Two years ago, a think tank affiliated with Israel’s quasi-governmental Jewish Agency, the Jewish People Policy Planning Institute, called in its first annual report for the Israeli government to begin consulting with representatives of Diaspora Jewry on Israeli policies that could affect the Diaspora. The report, formally accepted by Ariel Sharon’s Cabinet, urged the adoption of “innovative measures” that would “involve the Jewish people as a whole” in the shaping of Israeli policies with a possible spillover effect.

Ironically, the report was accepted by Ariel Sharon’s Cabinet in the fall of 2004, but was rejected out of hand by the Diaspora representatives with whom Israel hoped to consult.
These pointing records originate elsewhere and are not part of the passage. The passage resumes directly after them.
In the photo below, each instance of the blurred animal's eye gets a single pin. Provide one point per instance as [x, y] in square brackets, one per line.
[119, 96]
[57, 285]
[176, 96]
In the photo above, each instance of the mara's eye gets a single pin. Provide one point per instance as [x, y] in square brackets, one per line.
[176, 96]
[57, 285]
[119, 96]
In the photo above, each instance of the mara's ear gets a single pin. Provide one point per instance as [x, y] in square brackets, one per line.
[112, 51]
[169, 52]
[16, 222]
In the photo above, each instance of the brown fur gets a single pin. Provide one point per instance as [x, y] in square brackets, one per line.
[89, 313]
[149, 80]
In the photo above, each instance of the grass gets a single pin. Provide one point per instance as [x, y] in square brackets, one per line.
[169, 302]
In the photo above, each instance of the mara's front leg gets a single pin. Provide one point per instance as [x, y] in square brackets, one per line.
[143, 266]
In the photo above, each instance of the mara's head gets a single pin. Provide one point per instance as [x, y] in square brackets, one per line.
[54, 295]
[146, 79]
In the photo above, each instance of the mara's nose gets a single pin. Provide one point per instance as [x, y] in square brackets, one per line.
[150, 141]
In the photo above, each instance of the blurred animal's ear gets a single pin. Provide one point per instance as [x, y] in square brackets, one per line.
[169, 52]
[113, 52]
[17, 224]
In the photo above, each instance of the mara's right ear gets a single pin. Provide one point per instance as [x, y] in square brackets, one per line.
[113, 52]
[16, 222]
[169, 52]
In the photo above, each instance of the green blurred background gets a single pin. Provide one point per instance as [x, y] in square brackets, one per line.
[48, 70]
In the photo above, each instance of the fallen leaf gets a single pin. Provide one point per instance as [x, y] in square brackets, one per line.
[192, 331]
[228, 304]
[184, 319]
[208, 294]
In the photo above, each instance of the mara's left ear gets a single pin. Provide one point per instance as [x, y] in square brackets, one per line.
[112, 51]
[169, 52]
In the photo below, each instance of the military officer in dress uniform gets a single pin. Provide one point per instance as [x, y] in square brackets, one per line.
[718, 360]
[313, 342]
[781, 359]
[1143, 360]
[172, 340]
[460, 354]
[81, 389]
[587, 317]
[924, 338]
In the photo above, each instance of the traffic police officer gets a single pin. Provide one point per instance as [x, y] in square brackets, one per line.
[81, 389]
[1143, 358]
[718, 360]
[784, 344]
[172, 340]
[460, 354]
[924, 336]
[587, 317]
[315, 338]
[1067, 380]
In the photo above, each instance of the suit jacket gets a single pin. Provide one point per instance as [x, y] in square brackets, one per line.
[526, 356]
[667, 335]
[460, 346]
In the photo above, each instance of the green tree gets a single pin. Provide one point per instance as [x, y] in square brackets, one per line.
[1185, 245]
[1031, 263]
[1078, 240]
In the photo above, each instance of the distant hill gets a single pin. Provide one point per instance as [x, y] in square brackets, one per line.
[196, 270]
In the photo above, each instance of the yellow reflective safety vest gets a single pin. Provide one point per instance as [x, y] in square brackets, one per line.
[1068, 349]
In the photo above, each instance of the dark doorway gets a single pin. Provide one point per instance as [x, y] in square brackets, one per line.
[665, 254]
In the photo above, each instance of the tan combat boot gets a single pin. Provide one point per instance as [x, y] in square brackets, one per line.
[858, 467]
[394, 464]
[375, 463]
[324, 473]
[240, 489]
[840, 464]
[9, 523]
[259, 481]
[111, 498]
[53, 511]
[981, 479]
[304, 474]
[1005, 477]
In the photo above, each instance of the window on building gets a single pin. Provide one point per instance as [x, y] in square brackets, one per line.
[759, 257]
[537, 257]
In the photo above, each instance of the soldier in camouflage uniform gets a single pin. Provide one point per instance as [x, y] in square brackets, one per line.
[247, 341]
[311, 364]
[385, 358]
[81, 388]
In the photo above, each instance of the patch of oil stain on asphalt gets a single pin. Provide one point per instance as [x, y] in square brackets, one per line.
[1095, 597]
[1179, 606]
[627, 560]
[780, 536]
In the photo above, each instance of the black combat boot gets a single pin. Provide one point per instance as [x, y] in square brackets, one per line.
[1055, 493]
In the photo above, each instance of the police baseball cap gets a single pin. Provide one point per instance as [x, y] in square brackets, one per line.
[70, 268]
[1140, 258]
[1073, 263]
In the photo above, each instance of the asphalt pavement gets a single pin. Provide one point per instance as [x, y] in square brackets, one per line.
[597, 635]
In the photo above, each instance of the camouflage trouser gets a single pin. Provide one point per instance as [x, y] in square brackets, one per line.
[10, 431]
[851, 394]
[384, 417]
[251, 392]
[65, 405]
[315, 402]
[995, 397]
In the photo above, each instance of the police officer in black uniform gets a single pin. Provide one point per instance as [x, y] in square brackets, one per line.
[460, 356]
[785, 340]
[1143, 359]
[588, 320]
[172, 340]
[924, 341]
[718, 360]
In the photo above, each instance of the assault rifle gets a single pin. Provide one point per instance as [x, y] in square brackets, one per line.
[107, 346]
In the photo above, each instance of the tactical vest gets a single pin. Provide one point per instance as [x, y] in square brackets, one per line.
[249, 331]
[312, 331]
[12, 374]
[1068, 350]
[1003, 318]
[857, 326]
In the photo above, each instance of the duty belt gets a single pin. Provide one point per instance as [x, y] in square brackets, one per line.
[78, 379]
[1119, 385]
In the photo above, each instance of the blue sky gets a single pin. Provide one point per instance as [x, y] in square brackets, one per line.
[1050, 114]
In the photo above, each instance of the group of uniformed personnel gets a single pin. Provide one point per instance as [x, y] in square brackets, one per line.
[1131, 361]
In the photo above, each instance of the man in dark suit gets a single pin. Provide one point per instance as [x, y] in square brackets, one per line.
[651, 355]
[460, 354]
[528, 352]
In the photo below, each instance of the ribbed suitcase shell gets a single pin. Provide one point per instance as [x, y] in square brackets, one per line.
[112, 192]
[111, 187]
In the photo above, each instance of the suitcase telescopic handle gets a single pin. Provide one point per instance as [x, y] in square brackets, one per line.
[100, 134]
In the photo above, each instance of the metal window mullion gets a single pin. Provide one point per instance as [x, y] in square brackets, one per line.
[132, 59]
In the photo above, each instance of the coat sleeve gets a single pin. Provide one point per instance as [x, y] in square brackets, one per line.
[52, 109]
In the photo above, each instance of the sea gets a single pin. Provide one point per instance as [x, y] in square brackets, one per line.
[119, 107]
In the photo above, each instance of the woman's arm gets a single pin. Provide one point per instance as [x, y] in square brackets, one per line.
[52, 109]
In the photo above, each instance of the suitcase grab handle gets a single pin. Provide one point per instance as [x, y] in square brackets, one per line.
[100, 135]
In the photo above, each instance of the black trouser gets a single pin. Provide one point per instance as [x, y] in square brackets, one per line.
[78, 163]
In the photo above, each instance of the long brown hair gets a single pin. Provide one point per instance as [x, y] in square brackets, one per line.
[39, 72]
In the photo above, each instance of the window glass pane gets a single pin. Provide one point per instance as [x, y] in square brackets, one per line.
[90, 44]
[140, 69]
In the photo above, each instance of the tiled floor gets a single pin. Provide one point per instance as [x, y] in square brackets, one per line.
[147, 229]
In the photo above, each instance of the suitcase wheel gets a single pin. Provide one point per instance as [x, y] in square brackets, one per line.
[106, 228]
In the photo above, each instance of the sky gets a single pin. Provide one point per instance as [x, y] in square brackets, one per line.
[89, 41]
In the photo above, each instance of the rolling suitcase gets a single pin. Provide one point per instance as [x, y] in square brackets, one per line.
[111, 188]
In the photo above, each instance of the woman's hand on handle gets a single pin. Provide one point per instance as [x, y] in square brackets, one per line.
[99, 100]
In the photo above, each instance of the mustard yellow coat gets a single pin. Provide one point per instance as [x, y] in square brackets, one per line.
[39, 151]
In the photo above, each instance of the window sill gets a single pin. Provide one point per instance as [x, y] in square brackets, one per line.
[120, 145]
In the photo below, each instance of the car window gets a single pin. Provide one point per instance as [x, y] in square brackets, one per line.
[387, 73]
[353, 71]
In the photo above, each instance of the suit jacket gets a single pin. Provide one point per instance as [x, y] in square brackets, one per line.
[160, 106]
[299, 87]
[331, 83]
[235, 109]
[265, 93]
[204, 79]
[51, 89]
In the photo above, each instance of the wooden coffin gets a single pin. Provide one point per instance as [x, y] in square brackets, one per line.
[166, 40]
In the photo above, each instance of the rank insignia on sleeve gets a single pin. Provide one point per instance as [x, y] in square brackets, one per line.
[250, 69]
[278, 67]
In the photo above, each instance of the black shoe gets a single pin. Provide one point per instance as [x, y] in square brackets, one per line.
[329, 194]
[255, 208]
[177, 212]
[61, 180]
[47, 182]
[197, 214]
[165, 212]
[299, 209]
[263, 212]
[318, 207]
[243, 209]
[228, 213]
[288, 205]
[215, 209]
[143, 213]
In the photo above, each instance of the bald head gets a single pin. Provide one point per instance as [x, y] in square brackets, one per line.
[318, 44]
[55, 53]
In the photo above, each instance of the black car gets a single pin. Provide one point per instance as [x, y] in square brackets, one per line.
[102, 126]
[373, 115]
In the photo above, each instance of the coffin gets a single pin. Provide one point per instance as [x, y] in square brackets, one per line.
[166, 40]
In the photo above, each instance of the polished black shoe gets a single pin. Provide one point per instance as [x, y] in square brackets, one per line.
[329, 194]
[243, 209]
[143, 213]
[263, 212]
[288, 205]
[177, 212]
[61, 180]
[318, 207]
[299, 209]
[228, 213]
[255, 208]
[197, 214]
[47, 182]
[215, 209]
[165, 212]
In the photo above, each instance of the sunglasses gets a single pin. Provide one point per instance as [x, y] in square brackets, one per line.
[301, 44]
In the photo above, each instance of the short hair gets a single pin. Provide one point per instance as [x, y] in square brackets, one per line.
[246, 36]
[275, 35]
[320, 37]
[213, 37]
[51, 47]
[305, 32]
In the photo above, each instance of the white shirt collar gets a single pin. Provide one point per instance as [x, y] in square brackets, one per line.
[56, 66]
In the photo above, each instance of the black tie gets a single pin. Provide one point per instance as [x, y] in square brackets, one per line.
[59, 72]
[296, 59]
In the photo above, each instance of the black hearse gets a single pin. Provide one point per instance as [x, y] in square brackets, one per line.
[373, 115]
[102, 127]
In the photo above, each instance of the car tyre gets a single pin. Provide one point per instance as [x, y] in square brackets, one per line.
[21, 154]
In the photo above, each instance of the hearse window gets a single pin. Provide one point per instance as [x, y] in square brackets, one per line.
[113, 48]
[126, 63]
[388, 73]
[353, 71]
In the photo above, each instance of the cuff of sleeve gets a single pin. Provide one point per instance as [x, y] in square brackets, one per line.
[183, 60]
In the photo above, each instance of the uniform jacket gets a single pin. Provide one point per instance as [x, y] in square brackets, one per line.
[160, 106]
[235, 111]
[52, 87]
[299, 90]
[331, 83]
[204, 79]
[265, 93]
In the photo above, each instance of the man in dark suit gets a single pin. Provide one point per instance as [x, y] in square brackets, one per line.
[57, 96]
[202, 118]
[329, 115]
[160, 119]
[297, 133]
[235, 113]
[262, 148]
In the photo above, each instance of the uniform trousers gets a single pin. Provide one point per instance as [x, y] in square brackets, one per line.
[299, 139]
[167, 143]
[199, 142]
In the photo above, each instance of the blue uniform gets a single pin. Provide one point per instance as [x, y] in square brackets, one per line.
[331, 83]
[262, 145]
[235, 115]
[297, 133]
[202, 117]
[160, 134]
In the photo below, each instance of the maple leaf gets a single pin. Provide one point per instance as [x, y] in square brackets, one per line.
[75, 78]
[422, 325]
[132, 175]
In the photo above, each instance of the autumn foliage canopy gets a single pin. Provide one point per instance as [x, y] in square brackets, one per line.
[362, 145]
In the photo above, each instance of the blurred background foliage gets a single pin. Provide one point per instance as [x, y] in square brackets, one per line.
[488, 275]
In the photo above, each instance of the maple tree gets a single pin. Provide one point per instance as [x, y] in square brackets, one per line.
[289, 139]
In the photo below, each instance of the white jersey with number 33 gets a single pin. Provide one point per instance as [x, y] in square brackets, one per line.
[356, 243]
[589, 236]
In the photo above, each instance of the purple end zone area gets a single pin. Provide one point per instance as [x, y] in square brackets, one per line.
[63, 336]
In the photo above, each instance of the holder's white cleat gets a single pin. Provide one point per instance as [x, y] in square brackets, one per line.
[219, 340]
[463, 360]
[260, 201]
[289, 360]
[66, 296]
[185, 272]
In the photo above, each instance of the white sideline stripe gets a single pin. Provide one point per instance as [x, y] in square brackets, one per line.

Most major American Jewish groups continue to view Israel’s security decisions as none of their business, while American Jewish security problems are seen as local issues unrelated to the politics of the Middle East.

That answer won’t do anymore. It may once have been true that Israel’s policies were only Israel’s business, but no longer. In this new, interconnected world, American Jews now share the costs of Israel’s actions. We are entitled to have our interests represented at the table where decisions are made. If the organizations that purport to represent American Jews will not speak for us, then someone else must be found who will do the job.